Otra manera de decirlo
"Verás/ es muy sencillo:/ los lunes/ martes/ miércoles/ jueves/ viernes,/ son la vida. Los sábados/ no son más/ que una efímera ilusión/. Y los domingos/ nos sirven/ para encajar/ bien/ todo esto". Este poema titulado Sencillo, publicado el año 1999 en el libro Desde el fondo de la barra, es una buena muestra de este minimalismo poético que te explicaba antes, donde la poesia es austera, desnuda y limpia. Por una parte, parece un despropósito ocurrente o un tuit ingenioso que podría tener miles de retuits, pero tras esta apariencia de frase escrita con rotulador en la puerta de un lavabo público, la poesía de Karmelo se codifica en unos parámetros que conocen muy bien la tradición, pero juegan a destruirla, un poco, salvando muy enormemente las distancias, como hacen Enric Casasses, Mireia Calafell o Manuel Forcano en nuestra literatura, cada uno a su manera. Posiblemente sus poemas sean los poemas escritos en castellano ante los cuales más gente se atreva a decir "eso es muy fácil, también lo sabe hacer un niño de nueve años", al igual que dicen los sabelotodo muertos de hambre ante los cuadros de Miró o los diseños de Ágatha Ruiz de la Prada. Sin embargo, aunque todo el mundo crea que puede escribir como escribe Karmelo C. Iribarren, hasta el día de hoy ninguno de los instapoetas que tantos likes cosechan y tantos libros venden ha sido capaz de acercarse nada a la simplificación karmeloniana de la poesía, hecha desde la ironía, el humor, la noche, el alcohol y un sentimentalismo antisentimental que, de tan auténtico que es, nos llega a parecer que es incluso nuestro.
Dijo Walt Withman que un lector, cuando se enfrenta a un libro de poemas, no tiene que descubrir un libro, sino una persona. En los poemas de Karmelo no sólo descubrimos un hombre, sino también un cómplice, un compañero con quien compartir paraguas en un paseo bajo la lluvia o un amigo a quien llamas para explicarle que tienes un dilema vital, que lo has dejado con la pareja o, sencillamente, que no estás bien.
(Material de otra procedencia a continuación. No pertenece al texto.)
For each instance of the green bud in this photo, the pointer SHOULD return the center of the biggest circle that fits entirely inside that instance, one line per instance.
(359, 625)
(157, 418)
En estos casos, el mundo se divide entre la gente que para animarte te pronuncia discursos complacientes llenos de frases de Paulo Coelho y la gente que, en cambio, te dice la verdad en la cara, por dura que sea, pero lo hace proponiéndote tomar algo frente al mar, pedir una botella de txakolí y compartir unas aceitunas rotas con un platillo de queso Idiazábal, consumiendo la tristeza juntos sin ninguna prisa por acabar aquel pequeño instante de placer compartido. La poesía de Karmelo forma parte del segundo grupo, por eso descubrirla es no quererla abandonar nunca, como tampoco se abandona nunca, en verano y con 37º a la sombra, el deseo de transportarse al invierno con el fin de gastar el tiempo haciendo planes para el verano siguiente.